It is looking increasingly bad for Labour in the two by elections to be held on February 23rd, i.e. next Thursday. The Tories have a small but steady lead in Copeland, and barring a herculean ground campaign on the day, Labour are almost certain to lose. Corbyn and his inner circle seem to have all but acknowledged this. In Stoke, UKIP have a large lead – which is growing – but Labour might hang on just through the almost dependable awfulness of UKIP’s ground effort on the day mixed with UKIP’s other gaffes throughout the whole campaign, which are too numerous to even begin to summarise.
Given Labour could be about to lose two formerly safe seats on the same day, there has been a lot of speculation about Corbyn’s ability to survive such a setback. Some are saying that Corbyn would be forced to step down as leader if both Copeland and Stoke are defeats for Labour.
All I can say is: what world have you been living in for the past eighteen months if you think the Labour leader is in real trouble here? Jeremy Corbyn had 80% of his parliamentary party vote no confidence in him and he shrugged it off as insignificant. Yet pundits still believe that somewhere along the line Corbyn is going to start respecting the old rules of the game. He isn’t. The idea that Corbyn would feel that it was appropriate to vacate the leader’s office because of two by election defeats is ridiculous.

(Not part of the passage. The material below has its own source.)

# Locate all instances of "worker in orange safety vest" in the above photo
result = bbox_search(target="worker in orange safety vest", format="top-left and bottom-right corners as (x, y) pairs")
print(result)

Could he be forced out? Let’s see, the right of Labour could try and challenge him again. But that would just result in another leadership contest in which Corbyn won. The left of the party could finally figure out that Corbyn is a massive vote loser, but even if they came to a consensus on that point, what could they realistically do about it? If they get rid of Corbyn they have no means of getting a hard left candidate onto the ballot. Until they get the McDonnell Clause ratified (meaning that only 5% as opposed to 15% of the PLP would be required to nominate a candidate), they are bound to Corbyn whether they like it not, the only other choice being a reversion to a more centrist leader. And given internal Labour politics, the McDonnell Clause is a long way from being enacted, if ever.
I’d be astounded beyond belief if Corbyn faces anything other than a slight wobble if Labour are double losers next Thursday. The right can’t really do anything and the left can’t really do anything either. The Labour Party are stuck with Corbyn for the foreseeable future.